For Friday's Metro section, reporter Julie Bosman went to the liberal nabe of Park Slope, Brooklyn, to cover the controversy over a proposed public school dedicated to the study of Arabic ("Plan to Open an Arabic School In Brooklyn Arouses Protests").


The planned school and its principal Debbie Almontaser was portrayed as an innocent victim of misunderstanding and prejudice, and the story's slant came through in the text box: "Where some see a bridge between cultures, others see an 'Islamist agenda.'"


Those warning sign quotation marks are the Times' way of telling you which way you should see the issue.


"The Khalil Gibran International Academy was conceived as a public embrace of New York City's growing Arab population and of internationalism, the first public school dedicated to the study of the Arabic language and culture and open to students of all racial and ethnic backgrounds.


"But nearly three months after plans for the middle school were first announced, a beleaguered Department of Education is fending off attacks from two angry camps: parents from Public School 282, the elementary school in Park Slope, Brooklyn, that was assigned to share building space with the Khalil Gibran school, and a handful of columnists who have called the proposed academy a madrassa, which teaches the Koran.


"Now the chancellor of schools, Joel I. Klein, is considering other locations for the school, or even postponing the opening for a year, according to several people involved in the discussions, and the whole endeavor has been turned into a test of tolerance - and its limits - in post-9/11, multiethnic New York.


"The principal, Debbie Almontaser, who came to America from Yemen at age 3 and who organized peace rallies and urged tolerance after the attacks of Sept. 11, 2001, has been vilified on Web sites as having an 'Islamist agenda.'


"Ms. Almontaser said she was prepared for the reaction. 'Quite frankly, I don't let it bother me,' she said. 'I don't lose sleep over it. My main objective is the opening of the school.'


"Friends of the teacher, who is known as a moderate active in interfaith groups, call the accusation preposterous.


"'It's tragic that they should be targeting her,' said the Rev. Dr.

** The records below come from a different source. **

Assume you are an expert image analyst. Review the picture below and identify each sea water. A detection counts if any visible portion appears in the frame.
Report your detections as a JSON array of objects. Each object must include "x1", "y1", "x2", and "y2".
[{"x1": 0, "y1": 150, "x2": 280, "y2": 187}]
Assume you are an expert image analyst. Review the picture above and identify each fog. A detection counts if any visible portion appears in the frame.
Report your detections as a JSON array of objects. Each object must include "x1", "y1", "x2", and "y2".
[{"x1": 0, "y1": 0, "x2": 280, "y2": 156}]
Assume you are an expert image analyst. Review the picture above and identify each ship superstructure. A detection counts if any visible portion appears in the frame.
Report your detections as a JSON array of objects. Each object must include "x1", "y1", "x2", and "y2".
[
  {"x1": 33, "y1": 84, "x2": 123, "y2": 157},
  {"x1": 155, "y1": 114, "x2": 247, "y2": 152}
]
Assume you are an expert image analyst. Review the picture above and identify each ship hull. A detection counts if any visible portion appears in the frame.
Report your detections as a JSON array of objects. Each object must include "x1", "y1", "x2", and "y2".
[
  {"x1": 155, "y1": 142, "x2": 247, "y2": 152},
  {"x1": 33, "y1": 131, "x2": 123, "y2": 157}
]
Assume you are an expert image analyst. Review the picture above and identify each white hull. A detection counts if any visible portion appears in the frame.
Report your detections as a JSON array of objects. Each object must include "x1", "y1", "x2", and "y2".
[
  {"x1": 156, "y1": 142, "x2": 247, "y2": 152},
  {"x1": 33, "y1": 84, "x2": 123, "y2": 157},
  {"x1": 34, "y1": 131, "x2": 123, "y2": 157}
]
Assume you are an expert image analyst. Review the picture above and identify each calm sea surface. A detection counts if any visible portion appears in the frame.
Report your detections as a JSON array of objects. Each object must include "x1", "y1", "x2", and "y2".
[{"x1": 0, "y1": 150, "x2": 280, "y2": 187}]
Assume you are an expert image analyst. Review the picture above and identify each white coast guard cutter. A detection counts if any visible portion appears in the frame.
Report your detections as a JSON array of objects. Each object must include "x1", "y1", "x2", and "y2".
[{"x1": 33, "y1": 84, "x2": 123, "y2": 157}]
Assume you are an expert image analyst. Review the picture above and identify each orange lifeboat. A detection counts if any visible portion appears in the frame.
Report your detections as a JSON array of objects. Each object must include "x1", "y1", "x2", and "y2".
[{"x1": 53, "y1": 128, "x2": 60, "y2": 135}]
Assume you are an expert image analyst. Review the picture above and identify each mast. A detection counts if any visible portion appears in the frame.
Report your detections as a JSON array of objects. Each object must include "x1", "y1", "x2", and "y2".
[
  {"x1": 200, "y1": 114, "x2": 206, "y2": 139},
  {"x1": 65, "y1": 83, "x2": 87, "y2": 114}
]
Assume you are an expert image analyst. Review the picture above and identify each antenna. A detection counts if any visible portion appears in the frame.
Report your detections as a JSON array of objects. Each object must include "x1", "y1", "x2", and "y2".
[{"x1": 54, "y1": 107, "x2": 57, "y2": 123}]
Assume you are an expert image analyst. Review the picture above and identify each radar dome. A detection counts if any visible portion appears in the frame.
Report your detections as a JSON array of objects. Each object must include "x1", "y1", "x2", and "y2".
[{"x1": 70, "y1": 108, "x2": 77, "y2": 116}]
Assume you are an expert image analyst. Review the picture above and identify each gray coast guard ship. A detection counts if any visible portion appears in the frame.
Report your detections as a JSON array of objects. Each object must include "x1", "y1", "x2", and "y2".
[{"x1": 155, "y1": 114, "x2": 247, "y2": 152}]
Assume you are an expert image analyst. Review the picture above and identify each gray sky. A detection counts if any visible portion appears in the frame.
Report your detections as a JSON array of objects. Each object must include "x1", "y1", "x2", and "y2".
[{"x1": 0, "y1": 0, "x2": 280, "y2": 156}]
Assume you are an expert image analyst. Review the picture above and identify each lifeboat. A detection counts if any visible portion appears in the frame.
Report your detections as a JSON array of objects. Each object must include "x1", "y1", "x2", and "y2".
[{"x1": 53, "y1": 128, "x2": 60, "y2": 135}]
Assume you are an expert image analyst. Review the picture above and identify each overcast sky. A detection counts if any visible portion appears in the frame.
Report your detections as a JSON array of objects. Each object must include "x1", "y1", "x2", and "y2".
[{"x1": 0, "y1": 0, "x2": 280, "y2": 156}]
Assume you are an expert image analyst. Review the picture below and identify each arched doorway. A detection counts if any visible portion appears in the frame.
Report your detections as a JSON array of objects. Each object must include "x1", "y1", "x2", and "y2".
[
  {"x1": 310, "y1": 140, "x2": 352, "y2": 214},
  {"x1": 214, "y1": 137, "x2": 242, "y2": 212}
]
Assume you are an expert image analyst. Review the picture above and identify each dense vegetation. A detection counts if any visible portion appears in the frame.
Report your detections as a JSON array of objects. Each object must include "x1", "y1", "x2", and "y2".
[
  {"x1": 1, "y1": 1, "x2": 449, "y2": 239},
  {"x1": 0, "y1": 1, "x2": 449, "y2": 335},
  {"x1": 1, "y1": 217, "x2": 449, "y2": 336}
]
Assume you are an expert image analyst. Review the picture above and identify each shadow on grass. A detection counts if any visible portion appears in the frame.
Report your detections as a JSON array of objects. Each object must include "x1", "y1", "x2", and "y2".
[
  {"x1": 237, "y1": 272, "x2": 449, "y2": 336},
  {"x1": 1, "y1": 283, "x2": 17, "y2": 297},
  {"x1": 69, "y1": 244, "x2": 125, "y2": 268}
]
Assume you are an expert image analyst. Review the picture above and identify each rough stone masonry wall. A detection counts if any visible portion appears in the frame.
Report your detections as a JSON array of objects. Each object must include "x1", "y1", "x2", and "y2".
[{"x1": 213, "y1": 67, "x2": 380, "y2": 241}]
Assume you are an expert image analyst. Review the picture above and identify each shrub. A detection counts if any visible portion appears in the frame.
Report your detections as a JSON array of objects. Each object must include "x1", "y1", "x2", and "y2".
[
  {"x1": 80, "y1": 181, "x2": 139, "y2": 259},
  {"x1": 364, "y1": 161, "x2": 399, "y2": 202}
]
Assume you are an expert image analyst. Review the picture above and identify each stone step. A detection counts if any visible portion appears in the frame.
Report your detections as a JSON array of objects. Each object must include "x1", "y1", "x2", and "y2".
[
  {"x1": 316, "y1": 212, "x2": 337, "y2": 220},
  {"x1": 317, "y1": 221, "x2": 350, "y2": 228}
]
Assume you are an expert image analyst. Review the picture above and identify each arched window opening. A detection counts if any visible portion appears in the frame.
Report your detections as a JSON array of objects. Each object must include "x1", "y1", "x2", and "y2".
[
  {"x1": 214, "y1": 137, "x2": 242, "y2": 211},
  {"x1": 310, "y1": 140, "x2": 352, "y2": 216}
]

Daniel Meeter, pastor of Old First Reformed Church in Park Slope.


"Some call the controversy over the school heartbreaking. 'Now is the critical time to teach young people Arabic,' said Eileen F. Reilly, a director at Camba, a Brooklyn social services agency, and a friend of Ms. Almontaser's. 'If a school like this can't happen in Brooklyn, where can it happen?'"


Bosman again portrayed Almontaser as a gentle moderate: "Ms. Almontaser had become a high-profile figure in Brooklyn after 9/11 and had spoken in interviews about her embrace of Muslim customs, including wearing a hijab, and how she was a part of the American melting pot."


But Bosman skipped over some less-than-moderate statements from Almontaser's anti-war activist past. Here's how she was quoted in a 2002 interview by the Norwegian branch of Amnesty International: "President Bush is trying to destroy the United States that I love and of which I am a result. He has abandoned our forefather's ideals of a society of freedom; democracy and pluralism build by immigrants. He is a nightmare."